Here is a table in which Roth correlates several important economic manuscripts in the two collections.

Careful study of these thousands of pages of manuscripts and notes is crucial, Roth implies, if we are to have a nuanced view of the evolution and logic of Marx's thought.
They show, first of all, that Marx was never content with what he had written: he started five drafts of his first chapter, and added four fragments to the same subject, each of them with numerous changes within each text. (1228)
And study of these many versions, notes, and emendations shows something else as well: a very serious effort on Marx's part to get his thinking right. He was not searching out the most persuasive or the simplest versions of some of his critical thoughts about capitalism; instead, he was trying to piece together the economic logic of this social-economic system in a way that made sense given the analytical tools at his disposal. Marx was not the dogmatic figure that he is sometimes portrayed to be.

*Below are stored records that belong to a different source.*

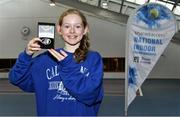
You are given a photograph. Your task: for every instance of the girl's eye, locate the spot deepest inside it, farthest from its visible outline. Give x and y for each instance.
(66, 26)
(78, 26)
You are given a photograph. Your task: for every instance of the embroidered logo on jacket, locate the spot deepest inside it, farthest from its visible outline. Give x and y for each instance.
(84, 71)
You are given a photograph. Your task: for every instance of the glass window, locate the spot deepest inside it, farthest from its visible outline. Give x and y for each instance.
(177, 10)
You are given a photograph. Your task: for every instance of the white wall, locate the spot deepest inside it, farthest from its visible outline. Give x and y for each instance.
(106, 37)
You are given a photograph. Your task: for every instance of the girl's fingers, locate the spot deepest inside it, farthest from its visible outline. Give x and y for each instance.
(56, 54)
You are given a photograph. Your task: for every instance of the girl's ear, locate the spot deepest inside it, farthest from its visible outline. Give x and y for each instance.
(58, 28)
(86, 30)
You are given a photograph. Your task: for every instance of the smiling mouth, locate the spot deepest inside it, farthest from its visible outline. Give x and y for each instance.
(72, 37)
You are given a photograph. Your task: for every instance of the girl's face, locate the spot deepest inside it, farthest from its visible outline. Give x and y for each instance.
(72, 29)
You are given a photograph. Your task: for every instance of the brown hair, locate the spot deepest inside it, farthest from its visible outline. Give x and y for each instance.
(81, 52)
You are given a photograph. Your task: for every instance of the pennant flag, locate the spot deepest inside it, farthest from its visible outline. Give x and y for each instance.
(149, 30)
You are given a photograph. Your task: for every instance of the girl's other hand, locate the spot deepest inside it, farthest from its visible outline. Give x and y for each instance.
(33, 46)
(58, 55)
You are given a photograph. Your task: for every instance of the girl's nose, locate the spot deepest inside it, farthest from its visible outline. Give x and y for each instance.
(72, 30)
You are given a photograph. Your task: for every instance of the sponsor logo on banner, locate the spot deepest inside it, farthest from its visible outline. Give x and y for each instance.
(149, 31)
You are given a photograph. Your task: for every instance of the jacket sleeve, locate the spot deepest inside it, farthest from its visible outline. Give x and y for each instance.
(86, 87)
(20, 74)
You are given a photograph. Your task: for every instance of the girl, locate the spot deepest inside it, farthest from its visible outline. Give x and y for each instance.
(66, 81)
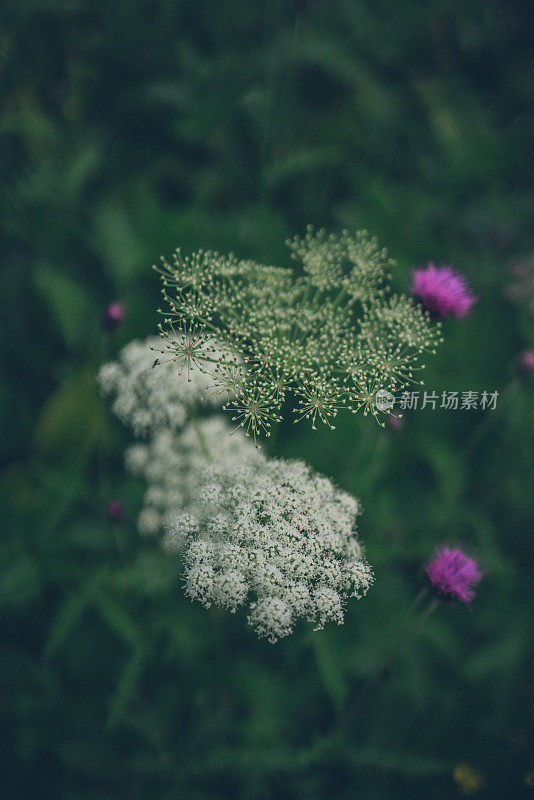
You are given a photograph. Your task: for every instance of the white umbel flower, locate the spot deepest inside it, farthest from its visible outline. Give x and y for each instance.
(149, 391)
(273, 533)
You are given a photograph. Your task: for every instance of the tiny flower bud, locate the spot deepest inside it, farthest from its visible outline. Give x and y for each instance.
(115, 511)
(113, 316)
(526, 361)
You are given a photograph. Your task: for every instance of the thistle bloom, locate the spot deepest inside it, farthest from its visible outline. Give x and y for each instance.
(453, 574)
(443, 291)
(526, 360)
(171, 464)
(148, 394)
(113, 316)
(275, 534)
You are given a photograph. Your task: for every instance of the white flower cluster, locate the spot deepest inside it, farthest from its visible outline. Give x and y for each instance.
(277, 532)
(171, 462)
(150, 395)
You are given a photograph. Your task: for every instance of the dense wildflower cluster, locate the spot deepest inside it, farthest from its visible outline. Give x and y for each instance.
(327, 338)
(170, 463)
(148, 394)
(272, 533)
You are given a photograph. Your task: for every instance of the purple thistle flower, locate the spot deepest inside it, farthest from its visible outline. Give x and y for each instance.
(115, 511)
(113, 316)
(526, 361)
(453, 574)
(443, 291)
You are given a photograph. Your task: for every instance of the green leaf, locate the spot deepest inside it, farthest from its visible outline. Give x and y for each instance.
(68, 303)
(71, 419)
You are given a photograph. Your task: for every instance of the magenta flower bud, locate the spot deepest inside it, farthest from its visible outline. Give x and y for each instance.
(453, 575)
(442, 291)
(526, 360)
(115, 511)
(113, 316)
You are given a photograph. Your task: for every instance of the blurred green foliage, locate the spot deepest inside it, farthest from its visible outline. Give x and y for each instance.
(128, 128)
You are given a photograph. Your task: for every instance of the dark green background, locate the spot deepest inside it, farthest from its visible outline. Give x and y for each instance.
(129, 128)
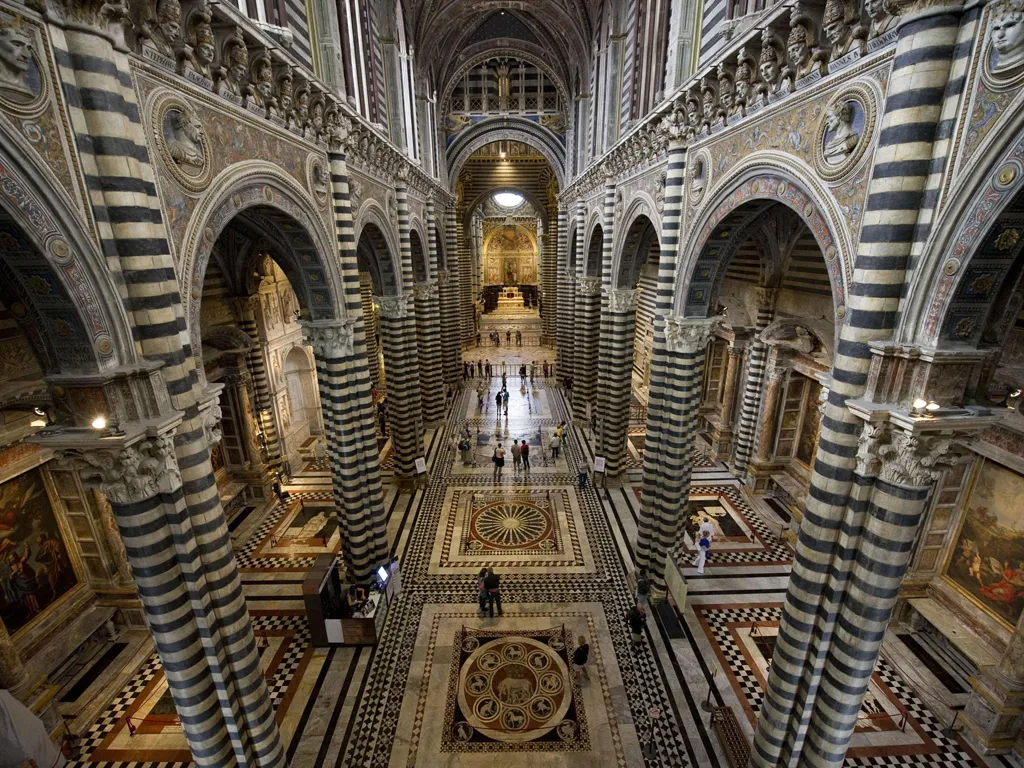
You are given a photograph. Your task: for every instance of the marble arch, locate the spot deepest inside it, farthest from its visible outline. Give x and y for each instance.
(315, 280)
(757, 185)
(383, 245)
(642, 208)
(85, 294)
(507, 129)
(939, 297)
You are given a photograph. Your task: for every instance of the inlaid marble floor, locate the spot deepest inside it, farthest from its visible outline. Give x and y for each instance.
(450, 686)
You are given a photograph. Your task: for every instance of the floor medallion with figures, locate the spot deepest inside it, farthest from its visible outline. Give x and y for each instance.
(511, 690)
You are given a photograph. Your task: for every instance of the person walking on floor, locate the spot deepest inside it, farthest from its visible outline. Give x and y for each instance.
(554, 444)
(499, 460)
(580, 657)
(481, 591)
(493, 584)
(637, 617)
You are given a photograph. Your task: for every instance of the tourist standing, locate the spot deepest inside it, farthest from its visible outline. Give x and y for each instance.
(499, 460)
(492, 583)
(554, 444)
(637, 617)
(580, 657)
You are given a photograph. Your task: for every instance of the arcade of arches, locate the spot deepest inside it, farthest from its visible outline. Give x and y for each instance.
(584, 383)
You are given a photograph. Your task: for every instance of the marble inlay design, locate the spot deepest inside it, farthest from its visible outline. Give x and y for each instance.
(513, 688)
(534, 530)
(893, 722)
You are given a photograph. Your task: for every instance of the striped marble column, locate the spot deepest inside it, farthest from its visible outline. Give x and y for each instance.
(177, 541)
(809, 640)
(370, 326)
(467, 312)
(400, 355)
(346, 400)
(448, 283)
(582, 307)
(428, 330)
(753, 382)
(588, 327)
(676, 379)
(566, 299)
(615, 376)
(246, 310)
(549, 272)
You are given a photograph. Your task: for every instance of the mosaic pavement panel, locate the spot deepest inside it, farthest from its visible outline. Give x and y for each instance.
(741, 537)
(894, 722)
(531, 530)
(286, 654)
(506, 686)
(279, 542)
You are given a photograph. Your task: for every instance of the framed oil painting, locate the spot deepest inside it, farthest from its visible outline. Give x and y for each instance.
(987, 561)
(35, 567)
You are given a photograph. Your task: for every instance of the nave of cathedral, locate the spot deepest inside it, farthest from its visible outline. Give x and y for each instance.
(570, 383)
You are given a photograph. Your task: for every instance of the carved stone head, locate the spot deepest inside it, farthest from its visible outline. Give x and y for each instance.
(1008, 36)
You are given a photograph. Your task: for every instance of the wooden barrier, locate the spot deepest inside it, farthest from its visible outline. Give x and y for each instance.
(737, 751)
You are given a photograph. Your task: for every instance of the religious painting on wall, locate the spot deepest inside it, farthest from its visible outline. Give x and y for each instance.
(35, 567)
(987, 562)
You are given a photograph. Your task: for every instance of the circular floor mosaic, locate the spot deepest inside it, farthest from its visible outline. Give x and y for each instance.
(513, 689)
(511, 524)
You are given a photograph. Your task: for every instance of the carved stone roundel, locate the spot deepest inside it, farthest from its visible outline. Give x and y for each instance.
(181, 142)
(845, 132)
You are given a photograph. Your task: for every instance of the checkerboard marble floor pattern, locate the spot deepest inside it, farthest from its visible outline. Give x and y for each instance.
(385, 706)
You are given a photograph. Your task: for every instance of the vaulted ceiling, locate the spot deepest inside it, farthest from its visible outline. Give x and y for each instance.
(448, 32)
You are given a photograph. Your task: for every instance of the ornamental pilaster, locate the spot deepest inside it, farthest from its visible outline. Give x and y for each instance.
(623, 300)
(393, 307)
(330, 339)
(688, 336)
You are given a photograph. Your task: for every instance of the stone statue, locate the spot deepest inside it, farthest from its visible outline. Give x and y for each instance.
(743, 83)
(285, 93)
(235, 77)
(770, 66)
(799, 50)
(15, 56)
(882, 16)
(837, 29)
(726, 92)
(263, 86)
(1008, 37)
(709, 101)
(164, 32)
(301, 111)
(839, 122)
(205, 46)
(185, 147)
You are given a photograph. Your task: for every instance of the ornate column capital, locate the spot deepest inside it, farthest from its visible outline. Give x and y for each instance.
(907, 450)
(334, 338)
(688, 336)
(393, 307)
(128, 466)
(623, 300)
(425, 290)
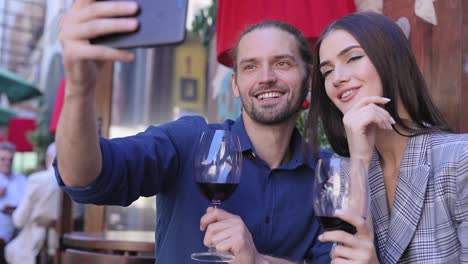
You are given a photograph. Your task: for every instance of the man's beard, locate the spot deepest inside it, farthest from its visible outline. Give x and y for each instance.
(277, 116)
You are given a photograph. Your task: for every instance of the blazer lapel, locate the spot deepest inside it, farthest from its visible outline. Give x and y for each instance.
(409, 197)
(379, 207)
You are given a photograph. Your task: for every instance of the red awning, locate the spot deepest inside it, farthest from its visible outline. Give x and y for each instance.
(309, 16)
(17, 133)
(57, 106)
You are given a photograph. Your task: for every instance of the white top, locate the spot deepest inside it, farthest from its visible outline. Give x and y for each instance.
(16, 186)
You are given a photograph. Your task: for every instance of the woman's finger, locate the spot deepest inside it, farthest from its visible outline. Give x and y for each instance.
(354, 219)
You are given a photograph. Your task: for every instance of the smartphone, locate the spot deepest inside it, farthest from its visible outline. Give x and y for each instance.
(160, 22)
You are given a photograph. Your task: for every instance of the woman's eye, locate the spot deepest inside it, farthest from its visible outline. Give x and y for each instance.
(326, 73)
(248, 67)
(355, 58)
(283, 64)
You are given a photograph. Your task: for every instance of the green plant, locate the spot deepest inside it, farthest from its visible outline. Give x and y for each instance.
(300, 123)
(203, 22)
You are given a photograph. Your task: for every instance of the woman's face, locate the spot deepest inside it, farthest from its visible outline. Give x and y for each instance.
(348, 73)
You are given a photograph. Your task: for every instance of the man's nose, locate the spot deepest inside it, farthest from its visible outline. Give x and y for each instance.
(267, 75)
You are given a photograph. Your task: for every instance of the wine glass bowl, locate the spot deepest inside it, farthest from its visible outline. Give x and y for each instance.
(217, 169)
(340, 184)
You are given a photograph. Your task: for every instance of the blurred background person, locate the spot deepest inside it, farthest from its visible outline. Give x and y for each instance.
(12, 187)
(40, 204)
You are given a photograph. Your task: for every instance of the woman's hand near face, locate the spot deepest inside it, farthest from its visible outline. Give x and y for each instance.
(357, 248)
(360, 123)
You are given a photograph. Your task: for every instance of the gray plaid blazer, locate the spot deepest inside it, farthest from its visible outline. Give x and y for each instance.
(429, 219)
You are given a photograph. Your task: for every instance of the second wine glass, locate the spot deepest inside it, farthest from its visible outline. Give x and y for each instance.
(340, 184)
(217, 174)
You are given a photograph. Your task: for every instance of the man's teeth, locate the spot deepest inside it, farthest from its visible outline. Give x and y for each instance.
(269, 95)
(347, 93)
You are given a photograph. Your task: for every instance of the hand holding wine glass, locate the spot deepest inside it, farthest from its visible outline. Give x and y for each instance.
(341, 202)
(217, 174)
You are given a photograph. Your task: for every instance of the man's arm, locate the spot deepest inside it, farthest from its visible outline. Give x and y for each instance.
(227, 233)
(262, 259)
(79, 156)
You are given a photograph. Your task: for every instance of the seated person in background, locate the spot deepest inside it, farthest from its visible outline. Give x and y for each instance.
(12, 186)
(40, 201)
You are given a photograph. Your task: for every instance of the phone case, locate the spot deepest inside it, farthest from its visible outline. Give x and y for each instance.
(160, 22)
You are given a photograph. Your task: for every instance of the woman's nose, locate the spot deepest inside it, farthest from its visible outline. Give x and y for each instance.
(340, 75)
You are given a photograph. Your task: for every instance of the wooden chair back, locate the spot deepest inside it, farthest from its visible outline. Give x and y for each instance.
(74, 256)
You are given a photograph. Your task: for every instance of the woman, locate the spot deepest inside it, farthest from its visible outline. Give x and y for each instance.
(374, 105)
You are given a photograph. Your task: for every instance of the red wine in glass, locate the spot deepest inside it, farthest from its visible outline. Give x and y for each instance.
(340, 184)
(217, 174)
(331, 223)
(217, 191)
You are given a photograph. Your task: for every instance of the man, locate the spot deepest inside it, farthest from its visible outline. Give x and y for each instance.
(12, 186)
(270, 213)
(40, 200)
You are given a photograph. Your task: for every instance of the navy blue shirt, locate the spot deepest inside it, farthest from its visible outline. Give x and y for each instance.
(275, 205)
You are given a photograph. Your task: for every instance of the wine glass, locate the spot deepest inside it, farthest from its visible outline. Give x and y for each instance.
(340, 184)
(217, 174)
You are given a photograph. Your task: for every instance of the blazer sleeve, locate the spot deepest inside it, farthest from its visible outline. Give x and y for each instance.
(461, 204)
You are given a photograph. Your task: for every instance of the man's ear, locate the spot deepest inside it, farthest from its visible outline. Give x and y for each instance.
(234, 88)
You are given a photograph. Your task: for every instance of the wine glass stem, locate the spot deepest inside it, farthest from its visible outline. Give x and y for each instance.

There are many surprises in Roth's study. The falling rate of profit? That's Engels' editorial summation rather than Marx's finished conclusion! By comparing Marx's original manuscripts with the posthumous published version of volume 3 of Capital, she finds that "Engels inserted the following sentence in the printed version [of Capital vol. 3]: 'But in reality [...] the rate of profit will fall in the long run' " (1233). In several important aspects she finds that Engels the editor was more definitive about the long-term tendencies of capitalism than Marx the author was willing to be. For example:
Therefore, Engels continued, this capitalist mode of production 'is becoming senile and has further and further outlived its epoch.' Marx did not give such a clear opinion with a view to the future of capitalism, at least not in Capital. (1233)
She notes also that Engels was anxious about Marx's unwillingness to bring his rewriting and reconsideration of key theses to a close:
Shortly before the publication of Volume I of Capital, Engels worried: 'I had really begun to suspect from one or two phrases in your last letter that you had again reached an unexpected turning-point which might prolong everything indefinitely.' (1247)
The other important aspect of this article -- the substantive goal of the piece -- is Roth's effort to reconstruct the development of Marx's thinking about technology and technology change, the ways that capitalism interacts with technology, and the effects that Marx expected to emerge out of this complicated set of processes. But this requires careful study of the full corpus, not simply the contents of the published works.
To understand Marx's views on technical change, his whole legacy, which is also comprised of numerous drafts, excerpts, letters, and so forth, must be considered. (1224)
In fact, the unpublished corpus has much more substantial commentary on technology and technical change than do the published works. "In Capital terms such as technical progress, technical change or simply technology turn up rarely" (1241).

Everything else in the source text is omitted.